• Alfa Mightyn Direktorat Jenderal Pajak
  • Arifah Fibri Andriani Politeknik Keuangan Negara STAN



Controlled Foreign Company (CFC) Rules, Indonesia, Base Erosion and Profit Shifting (BEPS)


One cause for the inability to achieve the expected tax revenue target for some last years was the practice of tax avoidance. One form of tax avoidance is the utilization of Controlled Foreign Company (CFC) to defer the recognition of income from overseas over WPDN capital to be taxed in the country. This practice is also faced by many other countries in the world. The issue of the Base Erosion and Profit Shifting (BEPS) has been of concern to developed and developing countries. G20 countries cooperate with OECD to form a BEPS Project to formulate measures to address these BEPS.

Indonesia as one of the Associate Members of the Project BEPS has a position that is parallel to the other OECD countries and participates in implementing the BEPS results. BEPS Project has resulted in BEPS Action Plans which one of them is Action 3: Strengthening CFC Rules. Action 3 will provide recommendations to the domestic law related to the design of CFC Rules. Until now, related to Action 3, BEPS Project has issued a Public Discussion Draft Action 3: Strengthening CFC Rules. This draft is divided into seven "building blocks" required for CFC Rules to be effective.

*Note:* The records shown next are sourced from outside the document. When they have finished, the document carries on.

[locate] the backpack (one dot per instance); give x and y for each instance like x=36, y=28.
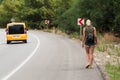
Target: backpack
x=89, y=34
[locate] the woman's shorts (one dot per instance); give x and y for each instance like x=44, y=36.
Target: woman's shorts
x=90, y=43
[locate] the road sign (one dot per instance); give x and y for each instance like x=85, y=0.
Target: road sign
x=47, y=21
x=80, y=21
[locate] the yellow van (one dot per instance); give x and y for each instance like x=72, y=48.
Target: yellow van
x=16, y=32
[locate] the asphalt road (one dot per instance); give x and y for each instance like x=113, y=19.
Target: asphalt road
x=46, y=56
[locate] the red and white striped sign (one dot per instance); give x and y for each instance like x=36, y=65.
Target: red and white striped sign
x=80, y=21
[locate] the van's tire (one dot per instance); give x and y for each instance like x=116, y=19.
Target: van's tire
x=25, y=41
x=8, y=42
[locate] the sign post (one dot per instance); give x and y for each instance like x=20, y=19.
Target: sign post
x=80, y=22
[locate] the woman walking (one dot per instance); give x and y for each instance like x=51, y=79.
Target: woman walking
x=89, y=40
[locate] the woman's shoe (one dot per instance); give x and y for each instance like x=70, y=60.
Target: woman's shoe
x=87, y=66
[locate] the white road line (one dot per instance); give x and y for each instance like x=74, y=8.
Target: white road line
x=24, y=62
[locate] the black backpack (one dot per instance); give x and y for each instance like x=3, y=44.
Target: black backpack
x=89, y=34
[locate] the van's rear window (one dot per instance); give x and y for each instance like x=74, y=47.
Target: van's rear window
x=16, y=29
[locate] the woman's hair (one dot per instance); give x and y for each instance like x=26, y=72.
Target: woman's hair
x=88, y=22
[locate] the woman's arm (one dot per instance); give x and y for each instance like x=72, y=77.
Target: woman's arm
x=83, y=38
x=95, y=35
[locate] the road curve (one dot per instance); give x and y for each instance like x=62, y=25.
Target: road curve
x=46, y=56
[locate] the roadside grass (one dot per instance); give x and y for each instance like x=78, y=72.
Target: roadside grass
x=114, y=71
x=110, y=44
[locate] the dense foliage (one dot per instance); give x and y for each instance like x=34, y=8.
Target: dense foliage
x=104, y=14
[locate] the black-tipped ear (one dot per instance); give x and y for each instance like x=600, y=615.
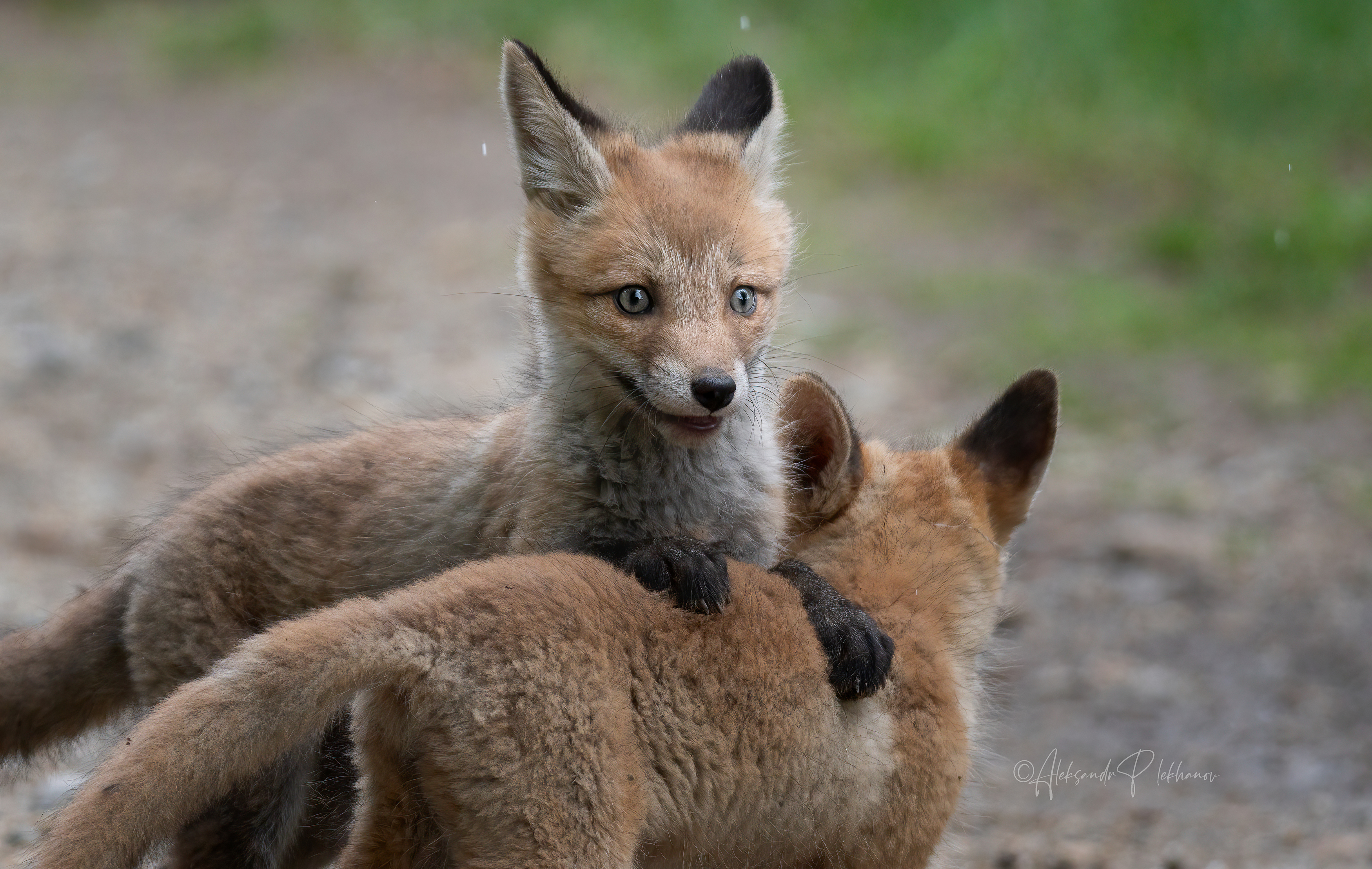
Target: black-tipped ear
x=737, y=99
x=824, y=449
x=559, y=164
x=1010, y=447
x=588, y=118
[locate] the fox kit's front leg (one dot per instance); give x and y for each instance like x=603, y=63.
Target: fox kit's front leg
x=695, y=573
x=859, y=651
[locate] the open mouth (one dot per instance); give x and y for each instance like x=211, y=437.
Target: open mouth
x=695, y=423
x=688, y=425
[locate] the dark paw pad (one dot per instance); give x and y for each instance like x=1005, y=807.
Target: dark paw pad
x=859, y=651
x=859, y=654
x=695, y=573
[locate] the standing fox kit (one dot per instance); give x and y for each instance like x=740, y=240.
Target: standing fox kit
x=548, y=712
x=647, y=437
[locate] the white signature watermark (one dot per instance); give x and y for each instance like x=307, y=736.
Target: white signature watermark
x=1054, y=773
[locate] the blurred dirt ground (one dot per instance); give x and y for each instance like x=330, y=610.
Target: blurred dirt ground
x=190, y=274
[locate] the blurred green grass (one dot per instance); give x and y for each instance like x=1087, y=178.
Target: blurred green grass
x=1229, y=142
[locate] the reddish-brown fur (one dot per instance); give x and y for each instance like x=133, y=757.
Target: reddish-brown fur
x=549, y=712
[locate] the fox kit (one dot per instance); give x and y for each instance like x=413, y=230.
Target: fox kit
x=503, y=723
x=647, y=437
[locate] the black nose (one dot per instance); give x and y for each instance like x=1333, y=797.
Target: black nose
x=714, y=389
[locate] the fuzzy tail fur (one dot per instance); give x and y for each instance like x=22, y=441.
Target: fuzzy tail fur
x=65, y=676
x=276, y=693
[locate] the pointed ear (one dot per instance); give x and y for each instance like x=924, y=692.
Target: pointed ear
x=824, y=448
x=557, y=162
x=743, y=99
x=1010, y=447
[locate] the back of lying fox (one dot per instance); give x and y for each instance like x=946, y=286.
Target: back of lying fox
x=216, y=734
x=655, y=280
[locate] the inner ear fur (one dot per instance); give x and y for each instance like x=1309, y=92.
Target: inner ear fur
x=559, y=164
x=1010, y=445
x=824, y=451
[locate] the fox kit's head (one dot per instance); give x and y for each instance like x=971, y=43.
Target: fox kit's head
x=656, y=271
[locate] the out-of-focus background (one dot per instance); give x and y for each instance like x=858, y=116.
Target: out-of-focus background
x=225, y=224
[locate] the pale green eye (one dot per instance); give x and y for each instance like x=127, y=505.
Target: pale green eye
x=633, y=300
x=744, y=300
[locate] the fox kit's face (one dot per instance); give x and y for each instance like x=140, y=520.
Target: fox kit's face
x=669, y=290
x=658, y=269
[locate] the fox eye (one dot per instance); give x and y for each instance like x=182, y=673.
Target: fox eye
x=744, y=300
x=633, y=300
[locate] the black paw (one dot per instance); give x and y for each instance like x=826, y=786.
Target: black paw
x=695, y=573
x=859, y=651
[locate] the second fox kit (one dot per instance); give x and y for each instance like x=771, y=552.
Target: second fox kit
x=507, y=727
x=655, y=279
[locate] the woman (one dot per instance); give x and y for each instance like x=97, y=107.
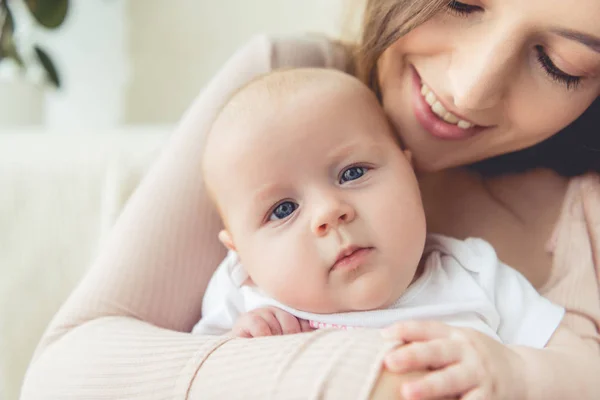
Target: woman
x=503, y=74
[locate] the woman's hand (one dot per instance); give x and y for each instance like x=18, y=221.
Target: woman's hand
x=463, y=362
x=268, y=321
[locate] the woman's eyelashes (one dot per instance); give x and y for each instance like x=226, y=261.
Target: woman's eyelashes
x=462, y=9
x=570, y=81
x=556, y=74
x=283, y=210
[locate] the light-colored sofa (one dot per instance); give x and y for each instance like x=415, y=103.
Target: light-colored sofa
x=59, y=195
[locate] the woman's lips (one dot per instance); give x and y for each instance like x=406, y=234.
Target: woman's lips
x=433, y=123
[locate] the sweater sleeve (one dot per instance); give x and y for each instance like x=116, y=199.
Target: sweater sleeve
x=124, y=332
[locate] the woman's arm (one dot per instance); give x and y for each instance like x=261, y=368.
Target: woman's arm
x=574, y=282
x=123, y=332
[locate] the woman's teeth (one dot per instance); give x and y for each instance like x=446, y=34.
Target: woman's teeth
x=439, y=110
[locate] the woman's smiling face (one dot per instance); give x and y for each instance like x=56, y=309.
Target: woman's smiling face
x=488, y=77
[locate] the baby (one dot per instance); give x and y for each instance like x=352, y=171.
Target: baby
x=326, y=229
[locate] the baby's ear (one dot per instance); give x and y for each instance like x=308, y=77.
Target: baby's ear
x=226, y=239
x=408, y=155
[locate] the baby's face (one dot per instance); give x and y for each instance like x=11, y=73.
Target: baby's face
x=322, y=205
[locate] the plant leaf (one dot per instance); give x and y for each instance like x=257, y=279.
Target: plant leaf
x=48, y=65
x=8, y=49
x=49, y=13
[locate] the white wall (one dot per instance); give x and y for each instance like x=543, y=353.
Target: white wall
x=91, y=53
x=144, y=61
x=175, y=49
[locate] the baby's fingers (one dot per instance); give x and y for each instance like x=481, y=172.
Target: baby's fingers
x=420, y=356
x=270, y=319
x=289, y=323
x=452, y=381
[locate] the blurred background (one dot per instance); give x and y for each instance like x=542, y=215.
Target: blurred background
x=89, y=90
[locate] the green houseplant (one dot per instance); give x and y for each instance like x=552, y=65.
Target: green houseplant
x=49, y=14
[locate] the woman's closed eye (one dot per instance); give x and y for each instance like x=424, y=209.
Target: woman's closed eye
x=462, y=9
x=549, y=67
x=352, y=173
x=283, y=210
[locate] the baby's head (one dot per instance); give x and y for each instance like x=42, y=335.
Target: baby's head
x=318, y=199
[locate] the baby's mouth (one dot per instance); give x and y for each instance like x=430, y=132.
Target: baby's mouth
x=351, y=258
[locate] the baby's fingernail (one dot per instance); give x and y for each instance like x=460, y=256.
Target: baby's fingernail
x=388, y=333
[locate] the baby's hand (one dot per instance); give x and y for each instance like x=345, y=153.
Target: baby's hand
x=268, y=321
x=463, y=362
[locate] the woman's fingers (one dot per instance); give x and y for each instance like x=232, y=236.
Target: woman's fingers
x=420, y=356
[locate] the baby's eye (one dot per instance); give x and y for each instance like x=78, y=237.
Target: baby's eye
x=283, y=210
x=352, y=174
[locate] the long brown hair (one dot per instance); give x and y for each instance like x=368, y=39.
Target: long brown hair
x=384, y=22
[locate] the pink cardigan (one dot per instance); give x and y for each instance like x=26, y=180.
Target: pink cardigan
x=123, y=332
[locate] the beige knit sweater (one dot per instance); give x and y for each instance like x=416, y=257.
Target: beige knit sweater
x=123, y=333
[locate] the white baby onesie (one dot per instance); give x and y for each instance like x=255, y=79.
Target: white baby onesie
x=463, y=284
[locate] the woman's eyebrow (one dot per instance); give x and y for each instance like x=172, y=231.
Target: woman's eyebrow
x=588, y=40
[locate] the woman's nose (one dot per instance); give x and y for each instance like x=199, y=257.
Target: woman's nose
x=479, y=74
x=331, y=213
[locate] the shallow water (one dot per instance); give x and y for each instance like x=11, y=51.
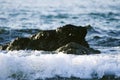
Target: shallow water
x=26, y=17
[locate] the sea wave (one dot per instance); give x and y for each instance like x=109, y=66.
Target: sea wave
x=32, y=65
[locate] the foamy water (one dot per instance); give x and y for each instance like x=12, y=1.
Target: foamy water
x=22, y=18
x=33, y=65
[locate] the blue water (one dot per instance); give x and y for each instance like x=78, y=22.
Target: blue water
x=26, y=17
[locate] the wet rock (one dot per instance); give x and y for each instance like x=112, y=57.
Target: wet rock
x=69, y=38
x=75, y=48
x=18, y=44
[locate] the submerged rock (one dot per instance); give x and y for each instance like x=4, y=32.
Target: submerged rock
x=69, y=39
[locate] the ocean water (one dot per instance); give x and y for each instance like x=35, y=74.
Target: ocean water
x=26, y=17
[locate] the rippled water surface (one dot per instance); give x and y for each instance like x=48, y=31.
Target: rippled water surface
x=22, y=18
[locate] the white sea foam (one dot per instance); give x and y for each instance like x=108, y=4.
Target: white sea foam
x=34, y=64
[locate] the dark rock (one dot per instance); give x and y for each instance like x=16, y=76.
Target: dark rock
x=18, y=44
x=75, y=48
x=69, y=38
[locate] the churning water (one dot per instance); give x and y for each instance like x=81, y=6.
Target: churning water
x=22, y=18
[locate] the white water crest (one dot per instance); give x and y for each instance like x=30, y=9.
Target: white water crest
x=33, y=65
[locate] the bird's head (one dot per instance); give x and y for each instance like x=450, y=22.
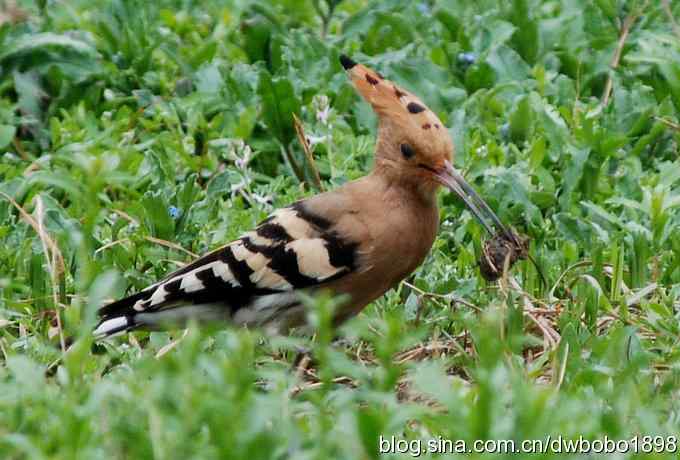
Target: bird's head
x=413, y=144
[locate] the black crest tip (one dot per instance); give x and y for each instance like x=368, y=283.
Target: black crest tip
x=346, y=62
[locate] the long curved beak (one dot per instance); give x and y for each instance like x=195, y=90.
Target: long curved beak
x=454, y=181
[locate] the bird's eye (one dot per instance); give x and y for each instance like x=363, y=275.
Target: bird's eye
x=407, y=151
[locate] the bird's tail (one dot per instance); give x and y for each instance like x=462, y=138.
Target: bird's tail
x=119, y=317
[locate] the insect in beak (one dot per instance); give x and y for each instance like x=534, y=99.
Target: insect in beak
x=454, y=181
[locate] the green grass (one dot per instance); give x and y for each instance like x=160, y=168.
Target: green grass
x=132, y=133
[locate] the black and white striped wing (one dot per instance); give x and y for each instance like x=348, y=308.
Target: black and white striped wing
x=249, y=281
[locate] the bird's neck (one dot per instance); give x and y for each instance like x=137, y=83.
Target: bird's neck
x=422, y=191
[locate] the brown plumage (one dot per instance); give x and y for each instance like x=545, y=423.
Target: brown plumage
x=360, y=239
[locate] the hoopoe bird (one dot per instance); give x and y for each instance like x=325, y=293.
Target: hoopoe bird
x=359, y=240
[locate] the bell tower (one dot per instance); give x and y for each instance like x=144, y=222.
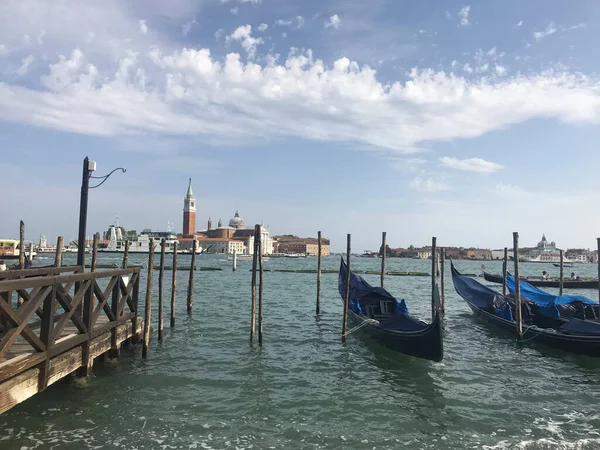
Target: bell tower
x=189, y=212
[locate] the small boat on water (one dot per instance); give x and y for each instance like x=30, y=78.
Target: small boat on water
x=567, y=284
x=379, y=315
x=244, y=257
x=557, y=321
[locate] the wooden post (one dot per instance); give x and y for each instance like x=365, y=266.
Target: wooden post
x=191, y=280
x=442, y=277
x=260, y=289
x=598, y=262
x=59, y=247
x=22, y=245
x=433, y=275
x=504, y=270
x=347, y=291
x=148, y=312
x=319, y=255
x=562, y=273
x=126, y=254
x=383, y=255
x=174, y=285
x=254, y=262
x=161, y=275
x=519, y=317
x=94, y=253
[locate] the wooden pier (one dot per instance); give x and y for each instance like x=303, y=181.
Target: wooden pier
x=56, y=320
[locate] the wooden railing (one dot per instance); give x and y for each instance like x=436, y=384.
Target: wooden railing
x=59, y=312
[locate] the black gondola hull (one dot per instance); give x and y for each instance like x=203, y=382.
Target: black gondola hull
x=425, y=344
x=567, y=284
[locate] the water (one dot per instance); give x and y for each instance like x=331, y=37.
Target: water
x=205, y=387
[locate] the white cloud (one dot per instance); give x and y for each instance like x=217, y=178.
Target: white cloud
x=243, y=34
x=187, y=27
x=333, y=22
x=550, y=29
x=25, y=64
x=143, y=27
x=470, y=164
x=428, y=185
x=464, y=16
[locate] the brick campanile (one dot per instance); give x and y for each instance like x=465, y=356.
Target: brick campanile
x=189, y=212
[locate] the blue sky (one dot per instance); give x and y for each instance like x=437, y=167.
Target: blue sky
x=463, y=120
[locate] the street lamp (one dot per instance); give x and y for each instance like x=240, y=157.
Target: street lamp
x=88, y=168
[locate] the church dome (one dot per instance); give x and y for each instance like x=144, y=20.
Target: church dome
x=543, y=242
x=236, y=221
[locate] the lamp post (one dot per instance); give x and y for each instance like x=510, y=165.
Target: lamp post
x=88, y=168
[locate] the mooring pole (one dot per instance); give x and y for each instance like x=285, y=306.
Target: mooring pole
x=433, y=275
x=562, y=273
x=174, y=284
x=260, y=289
x=191, y=280
x=347, y=292
x=504, y=270
x=383, y=255
x=319, y=254
x=126, y=255
x=22, y=245
x=598, y=262
x=161, y=275
x=442, y=278
x=59, y=247
x=517, y=286
x=253, y=305
x=148, y=312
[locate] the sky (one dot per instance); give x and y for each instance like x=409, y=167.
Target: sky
x=461, y=120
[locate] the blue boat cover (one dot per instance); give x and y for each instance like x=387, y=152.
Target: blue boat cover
x=363, y=292
x=547, y=302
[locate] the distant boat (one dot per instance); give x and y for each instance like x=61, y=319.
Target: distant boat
x=244, y=257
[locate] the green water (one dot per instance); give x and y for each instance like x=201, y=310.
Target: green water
x=206, y=387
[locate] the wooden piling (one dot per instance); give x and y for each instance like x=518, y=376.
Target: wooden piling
x=174, y=285
x=260, y=289
x=347, y=291
x=598, y=262
x=22, y=245
x=58, y=255
x=148, y=312
x=319, y=255
x=519, y=315
x=253, y=304
x=383, y=255
x=94, y=252
x=191, y=279
x=442, y=278
x=504, y=270
x=161, y=275
x=126, y=255
x=433, y=275
x=562, y=273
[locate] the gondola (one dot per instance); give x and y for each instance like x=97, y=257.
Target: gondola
x=376, y=313
x=567, y=284
x=567, y=333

The aim of this study is to analyze the effectiveness of CFC Rules in Indonesia, whether it is sufficient to prevent BEPS. After that, we can determine what steps should be taken by Indonesian tax authorities to strengthen the CFC Rules in Indonesia based on seven dimensions of building blocks. The conclusions of this study are (1) CFC Rules in Indonesia as a whole have not been able to overcome BEPS; and (2) When compared with the recommendations of the Discussion Draft Action Plan 3, CFC Rules Indonesia needs to be improved. However, the necessary improvements should be adjusted to match the needs and characteristics of Indonesia.